Argonne biochemist Daniel Schabacker could be considered a Sherlock Holmes of bioterrorism. Although he doesn't carry around a pipe and magnifying glass as he attempts to nab the culprit, he has a far more powerful deductive tool: the biochip.
Argonne biologist Dan Schabacker loads a biochip onto a reader for analysis.
The biochip offers Schabacker and his colleagues at Loyola University (Ill.) a chance to determine the "signatures" of weaponizable biological agents, most notably anthrax. While some scientists have used DNA analysis to identify the particular strain of anthrax, the biochips help scientists and government officials to learn how the anthrax was grown, narrowing the pool of potential suspects. This project, started only within the past couple of years, exemplifies the burgeoning field of microbial forensics.
"Microbial forensics is one of the biggest topics in counterterrorism today, and one of the biggest challenges in dealing with bioterrorism," Schabacker said. "The proteomic analysis that we're able to do with our biochips provides a new and different set of information about biological agents than we'd been able to see before; it can provide us with a complete fingerprint of the organism that we can then use to conclusively identify its origin."
According to Schabacker, DNA analysis represents nearly the entirety of the methodology that currently supports microbial forensics. "The problem with only using DNA analysis is that it only tells you what strain you are dealing with, and strains can be shared between multiple agencies or institutions. There can be a dozen labs that all share the same strain," he said. "The genetic material of the protein doesn't change based on how it grows, but the proteins do - and that information is incredibly important."
Because pathogen proteins hold an entirely separate kind of information, Schabacker believes that the two approaches pursued in concert could yield a comprehensive database of different anthrax cultures. "The ultimate goal of this project is for us to be able to build a library of signatures for all the common anthrax varieties," Schabacker said.

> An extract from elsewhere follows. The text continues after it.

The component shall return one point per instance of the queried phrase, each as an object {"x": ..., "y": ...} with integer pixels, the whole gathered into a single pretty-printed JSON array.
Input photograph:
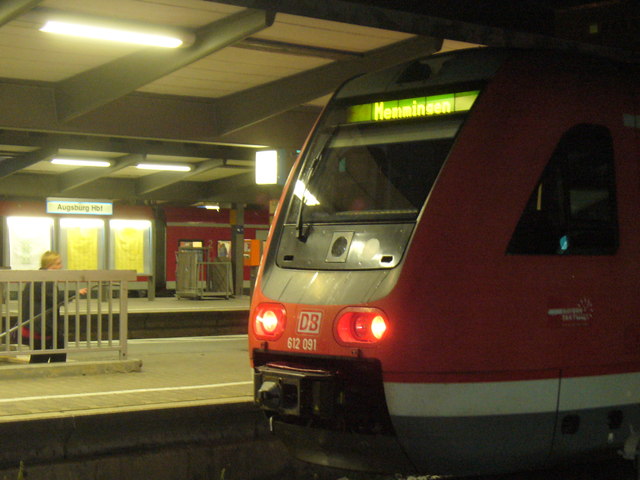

Developed in the early part of the decade originally as a diagnostic tool, a biochip consists of a one-centimeter by one-centimeter array that contains anywhere between several dozen and several hundred "dots," or small drops. Each of these drops contains a unique protein, antibody or nucleic acid that will attach to a particular reagent.
Scientists obtain the anthrax proteins to fill the wells through a process called fractionation. Essentially, the scientists break open the anthrax bacteria using chemicals and suck up the proteins. They then chop up the proteins and use another chemical process to separate out the individual protein fragments by their molecular weights.
This process creates hundreds of separate protein fractions, which are then arranged in a single biochip containing 96-well grids. Once the wells in the biochips are filled with protein fractions, scientists can then use different chemicals, or reagents, to test the microarrays just as a detective would dust for fingerprints. Just like an police interview with a suspect, this chemical process is known as "interrogation." When a reagent interacts with a particular protein fragment, that well will "light up," creating part of the protein signature.
Although the biochip technology has the potential to develop protein signatures of just about any biological agent, Schabacker and Loyola professor Adam Driks have devoted their initial focus initially to anthrax because it is relatively easily manufactured and dispersed.
"Anthrax is a pretty forgiving bacterium - it'll grow in a bunch of different conditions," Schabacker said. "It's probably the single most attractive pathogen of choice to terrorists who don't have a lot of really expensive equipment or expertise."
An expert on anthrax, Driks and his laboratory pioneered the forensic analysis of the spore coat of the bacterium. Schabacker combined the biochip technology with Eprogen's fractionation technology, providing a nexus that connects government research, academia and industry.
Helping scientists track down terrorists isn't the biochip's only use. Biochips have already shown promise in diagnostic medicine. After developing the biochip technology, Schabacker licensed it to several companies, including Eprogen, Inc. in Darien, Illinois and Akonni Biosystems in Frederick, Maryland. Instead of looking at anthrax, Eprogen has put biochips to use to look for common cancer biomarkers. That research could open the door for doctors to create "antibody profiles" that could help them design individualized drugs or treatment programs for patients.
The work Akonni has done focuses on identifying other pathogens - those not normally associated with terrorist activity. Soon, biochips may begin showing up in greater numbers in doctor's offices around the country, as they provide accurate and speedy diagnoses of a wide variety of infections, such as those caused by Multidrug-Resistant Tuberculosis (MDR-TB) and the often deadly Methicillin-resistant Staphylococcus aureus (MRSA).